11 May 2009

Album cover



A typewriter lends an odd kind of official cast to anything you label with it – and more things than you think can be spooled into the carriage: post-it notes, pieces of cardpaper, envelopes, stationary of varieties & thicknesses impossible for a commercial laser printer.

This is yet another version of my History of American Music mix, made for the music teacher at my school. I taught a lesson in American traditional & folk music that I made up to complement the unit in the textbook, which was all about Spanish traditional music (and so virtually impossible to translate usefully – all of the teachable vocabulary were loanwords); this mixtape I made after the fact, because the teacher asked me what some of the songs were, which is why most of it is outliers. Because I don’t have access to a lot of music out here, most of the track choices are less carefully weighed exemplars & more of a scramble to give a general impression of the sweep of things.
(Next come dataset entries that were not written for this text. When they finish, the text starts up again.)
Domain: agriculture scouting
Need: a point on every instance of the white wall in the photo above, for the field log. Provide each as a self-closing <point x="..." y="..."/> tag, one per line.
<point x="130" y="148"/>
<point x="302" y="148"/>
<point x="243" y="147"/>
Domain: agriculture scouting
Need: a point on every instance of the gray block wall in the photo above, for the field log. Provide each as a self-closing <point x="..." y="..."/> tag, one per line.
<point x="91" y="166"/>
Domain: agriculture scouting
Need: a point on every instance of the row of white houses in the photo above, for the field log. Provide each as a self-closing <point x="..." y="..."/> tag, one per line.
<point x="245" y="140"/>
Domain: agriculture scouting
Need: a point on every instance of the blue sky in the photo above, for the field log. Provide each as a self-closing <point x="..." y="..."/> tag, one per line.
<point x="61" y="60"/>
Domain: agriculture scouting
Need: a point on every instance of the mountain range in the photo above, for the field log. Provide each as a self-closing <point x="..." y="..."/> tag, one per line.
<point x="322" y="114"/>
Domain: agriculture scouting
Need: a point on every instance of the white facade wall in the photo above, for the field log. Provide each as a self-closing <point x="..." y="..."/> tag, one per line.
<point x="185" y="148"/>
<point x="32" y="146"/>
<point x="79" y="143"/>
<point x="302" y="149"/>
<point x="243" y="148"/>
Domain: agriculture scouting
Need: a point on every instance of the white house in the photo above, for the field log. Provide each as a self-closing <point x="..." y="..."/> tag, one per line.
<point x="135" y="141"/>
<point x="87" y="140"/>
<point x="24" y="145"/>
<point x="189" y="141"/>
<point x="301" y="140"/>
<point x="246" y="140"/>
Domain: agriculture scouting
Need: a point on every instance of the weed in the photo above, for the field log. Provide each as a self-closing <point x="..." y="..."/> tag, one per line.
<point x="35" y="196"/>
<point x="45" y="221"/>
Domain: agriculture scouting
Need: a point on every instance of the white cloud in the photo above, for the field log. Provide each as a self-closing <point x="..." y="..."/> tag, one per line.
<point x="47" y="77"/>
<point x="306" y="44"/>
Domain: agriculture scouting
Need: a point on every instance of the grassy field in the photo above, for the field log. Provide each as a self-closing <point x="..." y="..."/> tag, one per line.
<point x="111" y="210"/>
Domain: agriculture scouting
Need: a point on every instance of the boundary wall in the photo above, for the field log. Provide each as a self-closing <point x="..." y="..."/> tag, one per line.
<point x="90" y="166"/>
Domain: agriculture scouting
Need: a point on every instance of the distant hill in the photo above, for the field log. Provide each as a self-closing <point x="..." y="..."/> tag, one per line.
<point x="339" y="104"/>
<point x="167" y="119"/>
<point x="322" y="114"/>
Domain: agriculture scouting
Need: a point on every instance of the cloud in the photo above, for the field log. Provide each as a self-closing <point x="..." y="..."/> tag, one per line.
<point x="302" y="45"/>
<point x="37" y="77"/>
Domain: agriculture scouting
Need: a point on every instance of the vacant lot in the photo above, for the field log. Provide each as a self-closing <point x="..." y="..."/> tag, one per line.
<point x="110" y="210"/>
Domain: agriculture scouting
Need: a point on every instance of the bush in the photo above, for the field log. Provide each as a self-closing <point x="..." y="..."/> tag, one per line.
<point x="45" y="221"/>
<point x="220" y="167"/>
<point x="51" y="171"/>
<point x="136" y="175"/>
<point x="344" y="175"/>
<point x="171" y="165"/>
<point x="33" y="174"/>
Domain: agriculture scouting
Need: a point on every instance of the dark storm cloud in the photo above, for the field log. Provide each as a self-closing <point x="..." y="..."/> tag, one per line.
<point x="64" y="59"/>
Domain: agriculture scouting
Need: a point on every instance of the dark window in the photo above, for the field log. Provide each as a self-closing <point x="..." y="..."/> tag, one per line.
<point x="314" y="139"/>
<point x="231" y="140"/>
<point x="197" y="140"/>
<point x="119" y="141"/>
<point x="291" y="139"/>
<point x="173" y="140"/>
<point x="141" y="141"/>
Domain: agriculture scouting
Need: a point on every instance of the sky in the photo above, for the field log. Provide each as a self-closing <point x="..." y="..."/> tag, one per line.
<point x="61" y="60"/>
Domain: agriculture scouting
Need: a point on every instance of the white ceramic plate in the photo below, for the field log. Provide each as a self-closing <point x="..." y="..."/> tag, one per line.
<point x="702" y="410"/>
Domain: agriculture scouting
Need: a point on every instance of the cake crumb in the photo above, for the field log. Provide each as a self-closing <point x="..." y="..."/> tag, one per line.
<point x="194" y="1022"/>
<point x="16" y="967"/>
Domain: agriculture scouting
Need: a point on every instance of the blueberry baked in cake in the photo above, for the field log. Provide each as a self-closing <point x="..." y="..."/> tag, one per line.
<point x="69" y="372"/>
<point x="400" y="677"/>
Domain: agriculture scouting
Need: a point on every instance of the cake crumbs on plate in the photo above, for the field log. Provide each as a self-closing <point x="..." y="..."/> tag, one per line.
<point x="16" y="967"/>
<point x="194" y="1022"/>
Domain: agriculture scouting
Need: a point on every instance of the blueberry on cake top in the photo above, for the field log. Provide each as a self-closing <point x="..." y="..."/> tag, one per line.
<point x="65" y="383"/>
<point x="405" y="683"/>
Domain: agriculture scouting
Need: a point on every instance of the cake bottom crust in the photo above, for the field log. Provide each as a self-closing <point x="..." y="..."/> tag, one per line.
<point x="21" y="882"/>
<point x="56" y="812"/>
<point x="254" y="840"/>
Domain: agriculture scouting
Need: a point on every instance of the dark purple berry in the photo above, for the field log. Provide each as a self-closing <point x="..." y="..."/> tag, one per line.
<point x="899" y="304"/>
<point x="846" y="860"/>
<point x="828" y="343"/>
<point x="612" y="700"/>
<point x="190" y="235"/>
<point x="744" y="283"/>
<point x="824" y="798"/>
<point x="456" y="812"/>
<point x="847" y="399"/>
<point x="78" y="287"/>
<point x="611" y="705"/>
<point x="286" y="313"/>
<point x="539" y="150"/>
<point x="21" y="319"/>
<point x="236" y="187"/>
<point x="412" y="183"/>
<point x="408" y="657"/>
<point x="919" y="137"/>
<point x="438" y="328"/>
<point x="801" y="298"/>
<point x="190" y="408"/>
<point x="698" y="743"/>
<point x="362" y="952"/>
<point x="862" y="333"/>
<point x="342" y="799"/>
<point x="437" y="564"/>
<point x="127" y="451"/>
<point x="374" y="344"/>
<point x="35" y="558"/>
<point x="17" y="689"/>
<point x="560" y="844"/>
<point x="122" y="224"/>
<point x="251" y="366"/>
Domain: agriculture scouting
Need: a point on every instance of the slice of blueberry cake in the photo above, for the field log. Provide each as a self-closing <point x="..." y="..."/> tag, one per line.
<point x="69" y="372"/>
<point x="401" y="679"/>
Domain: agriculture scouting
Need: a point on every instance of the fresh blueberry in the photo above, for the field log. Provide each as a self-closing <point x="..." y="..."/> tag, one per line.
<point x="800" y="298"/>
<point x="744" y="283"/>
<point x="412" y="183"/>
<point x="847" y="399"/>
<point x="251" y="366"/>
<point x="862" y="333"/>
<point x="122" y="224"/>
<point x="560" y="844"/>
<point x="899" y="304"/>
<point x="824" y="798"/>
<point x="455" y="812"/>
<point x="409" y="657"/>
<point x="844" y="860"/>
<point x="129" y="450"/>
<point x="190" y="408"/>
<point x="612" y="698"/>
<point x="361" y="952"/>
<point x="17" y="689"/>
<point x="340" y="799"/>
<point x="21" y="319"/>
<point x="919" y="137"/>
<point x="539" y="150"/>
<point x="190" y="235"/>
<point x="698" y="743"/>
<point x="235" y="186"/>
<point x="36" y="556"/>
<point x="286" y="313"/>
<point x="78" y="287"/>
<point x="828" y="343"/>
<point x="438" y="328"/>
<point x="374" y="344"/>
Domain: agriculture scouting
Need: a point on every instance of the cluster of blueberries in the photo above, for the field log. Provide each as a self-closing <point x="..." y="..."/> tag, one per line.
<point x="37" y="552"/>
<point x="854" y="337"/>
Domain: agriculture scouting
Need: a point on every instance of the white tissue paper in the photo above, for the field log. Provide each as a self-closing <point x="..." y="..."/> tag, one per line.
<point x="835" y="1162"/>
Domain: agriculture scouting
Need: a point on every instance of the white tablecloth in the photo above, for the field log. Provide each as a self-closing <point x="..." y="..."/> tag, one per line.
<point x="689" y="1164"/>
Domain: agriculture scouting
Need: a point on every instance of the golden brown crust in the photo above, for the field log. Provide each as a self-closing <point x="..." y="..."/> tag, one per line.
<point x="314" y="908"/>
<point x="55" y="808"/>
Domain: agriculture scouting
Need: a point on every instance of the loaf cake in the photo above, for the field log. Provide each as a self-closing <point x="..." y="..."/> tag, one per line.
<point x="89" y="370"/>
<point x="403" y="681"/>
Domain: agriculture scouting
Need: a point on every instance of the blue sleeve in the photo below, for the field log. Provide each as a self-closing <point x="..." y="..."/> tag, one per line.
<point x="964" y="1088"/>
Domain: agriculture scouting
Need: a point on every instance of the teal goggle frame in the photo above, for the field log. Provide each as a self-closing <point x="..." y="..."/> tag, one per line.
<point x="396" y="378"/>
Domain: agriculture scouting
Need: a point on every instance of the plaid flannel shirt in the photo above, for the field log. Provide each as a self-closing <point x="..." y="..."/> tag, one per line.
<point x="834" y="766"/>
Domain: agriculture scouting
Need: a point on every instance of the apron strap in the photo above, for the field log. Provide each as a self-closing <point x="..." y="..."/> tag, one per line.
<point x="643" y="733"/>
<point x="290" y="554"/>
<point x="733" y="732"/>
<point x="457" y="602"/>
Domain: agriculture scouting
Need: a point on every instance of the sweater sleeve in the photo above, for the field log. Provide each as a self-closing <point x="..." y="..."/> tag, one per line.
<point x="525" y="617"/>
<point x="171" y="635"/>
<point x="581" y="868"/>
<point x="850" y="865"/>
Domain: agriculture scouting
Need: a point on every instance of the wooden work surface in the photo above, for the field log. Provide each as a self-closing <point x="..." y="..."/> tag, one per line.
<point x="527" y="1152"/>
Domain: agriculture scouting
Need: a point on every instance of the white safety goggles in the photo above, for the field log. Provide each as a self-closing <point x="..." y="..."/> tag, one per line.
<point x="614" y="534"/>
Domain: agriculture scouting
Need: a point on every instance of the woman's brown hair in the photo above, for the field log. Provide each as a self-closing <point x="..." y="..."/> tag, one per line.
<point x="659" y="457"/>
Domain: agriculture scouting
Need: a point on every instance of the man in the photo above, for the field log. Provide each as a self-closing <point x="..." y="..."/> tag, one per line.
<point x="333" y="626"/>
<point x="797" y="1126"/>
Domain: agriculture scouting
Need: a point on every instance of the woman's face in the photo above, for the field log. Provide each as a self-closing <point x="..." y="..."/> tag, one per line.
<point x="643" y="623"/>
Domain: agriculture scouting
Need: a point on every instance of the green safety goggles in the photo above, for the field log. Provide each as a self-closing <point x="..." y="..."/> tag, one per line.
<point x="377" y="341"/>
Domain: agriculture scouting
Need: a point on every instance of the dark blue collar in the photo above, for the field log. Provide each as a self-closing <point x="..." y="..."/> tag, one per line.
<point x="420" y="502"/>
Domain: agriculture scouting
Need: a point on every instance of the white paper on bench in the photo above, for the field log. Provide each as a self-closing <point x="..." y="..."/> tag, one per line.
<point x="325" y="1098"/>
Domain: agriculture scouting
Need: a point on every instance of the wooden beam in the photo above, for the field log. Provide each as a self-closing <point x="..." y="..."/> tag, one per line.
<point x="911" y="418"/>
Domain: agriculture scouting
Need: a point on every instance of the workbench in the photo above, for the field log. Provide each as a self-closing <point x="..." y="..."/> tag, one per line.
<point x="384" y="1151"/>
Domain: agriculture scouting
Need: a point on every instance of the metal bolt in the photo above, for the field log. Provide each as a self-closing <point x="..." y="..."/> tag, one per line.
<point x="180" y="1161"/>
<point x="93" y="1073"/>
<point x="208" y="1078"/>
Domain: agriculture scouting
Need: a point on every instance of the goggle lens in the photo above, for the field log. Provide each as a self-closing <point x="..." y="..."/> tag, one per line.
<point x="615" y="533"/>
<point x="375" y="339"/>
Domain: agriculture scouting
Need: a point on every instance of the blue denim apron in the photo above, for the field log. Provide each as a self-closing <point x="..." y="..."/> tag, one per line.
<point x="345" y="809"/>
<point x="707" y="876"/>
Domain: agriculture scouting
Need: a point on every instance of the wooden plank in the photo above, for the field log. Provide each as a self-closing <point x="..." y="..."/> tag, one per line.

I have no ready explanation as to why the cover is Marvin Gaye in a sailor hat, but it was the only usefully American musical image I could find in last week’s El País Sunday magazine.

2 Responses to “Mixtape”

  1. Nora Says:

    Glad to be of service in the Irish department!

    • Jim Sligh Says:

      It was a timely present you sent me. I enjoyed the post on your recent spate of mixes; I’m on a similar kick, recently. Homecoming on the mind, I guess.

      I should also probably give credit where credit’s due.

      ps. One thing I didn’t address in the post, but which has been on my mind a lot, is how to negotiate complexities when you’re teaching, largely in a second language, to 12 year-olds – in this case, race in American music. (& sticking Irish folk next to the blues was part of that calculation).

      What was considered “white” music & what was considered “black” music (with black being a stand-in for rawness (cf. Kant’s raw man) & authenticity, and white for appropriation & refinement) has troubled the entire history of our folk & popular music. (And it wrinkles further when the black/white division is complicated by the treatment of, say, the Irish, or the Southern folk of poor whites & how it interacted with black culture, or Tin Pan Alley & ragtime [white!]). Appalachian folk derived from Irish ballads, blues from ring chants & work songs, jazz hot or sweet & played at black & tans, but with the first performers getting record deals white musicians (albeit white musicians with an honest love & respect for the material – systemically favored). And we all know what happened to rock & roll.

      You think about all of that, and then you look at your kids – who are imbibing a whole host of Spanish racial notions anyway – and it begins to become clear that there are some things your training has not equipped you to explain to anyone’s satisfaction.